The house was in much the same condition, so he quickly bypassed it and crossed to the small plot of cleared land nestled in a ring of stones behind it.  The summer garden was just a wide drift of snow, but Lok recognized instantly what he’d been looking for.  He crossed to the single flat stone that just protruded from the snow, and knelt beside it.  He ran his hand over the surface, brushing aside the snow and revealing the dwarven runes that had been painstakingly etched into its surface. 

“Father,” he said.  “I have returned.”

For a moment he just knelt there, alone with the whispers of the wind.  

“I’ve tried to live as you taught me, father.  Our there, in the world, people have judged me because of who—because of _what_ I am.  I have tried to remember the words that you said to me, to accept who I am and to use the abilities given to me to always live with honor and fight for the greater good.”

“It hasn’t been easy, father, but I have done my best.  I have found good companions, a strange lot, to be sure!  As if I should speak so…”

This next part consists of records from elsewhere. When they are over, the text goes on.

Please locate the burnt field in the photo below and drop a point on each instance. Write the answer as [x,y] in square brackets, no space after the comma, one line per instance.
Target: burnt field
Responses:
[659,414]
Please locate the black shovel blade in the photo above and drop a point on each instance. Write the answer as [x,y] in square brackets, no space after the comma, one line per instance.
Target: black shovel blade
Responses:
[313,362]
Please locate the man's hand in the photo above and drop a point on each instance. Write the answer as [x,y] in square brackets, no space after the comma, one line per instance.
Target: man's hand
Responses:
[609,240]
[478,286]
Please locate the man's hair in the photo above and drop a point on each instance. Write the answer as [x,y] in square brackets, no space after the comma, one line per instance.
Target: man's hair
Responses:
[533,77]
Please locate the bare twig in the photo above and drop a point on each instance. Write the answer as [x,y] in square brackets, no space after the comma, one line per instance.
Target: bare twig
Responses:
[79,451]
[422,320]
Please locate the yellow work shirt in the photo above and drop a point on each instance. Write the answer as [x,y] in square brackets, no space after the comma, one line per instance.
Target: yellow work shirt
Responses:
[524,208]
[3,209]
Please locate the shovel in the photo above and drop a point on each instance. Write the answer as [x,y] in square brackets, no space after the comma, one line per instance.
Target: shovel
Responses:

“I once asked you about my purpose, father, why I was here.  You said that every man has it within his power to answer that question for himself, and in the end, the balance of his choices mark the kind of man that he is, and the kind of life that he has lived.  I am still not sure what my tally will be, father, but I hope… I believe that you would have been proud of me.”

Lok bowed his head in a gesture of respect, and then slowly rose.  As he turned to head back, he caught sight of something and paused in surprise.  

At the edge of the patch of snow-covered earth, although he hadn’t spotted it before, a single flower—a small iris with tiny violet-blue blooms—could just be seen jutting through the snow.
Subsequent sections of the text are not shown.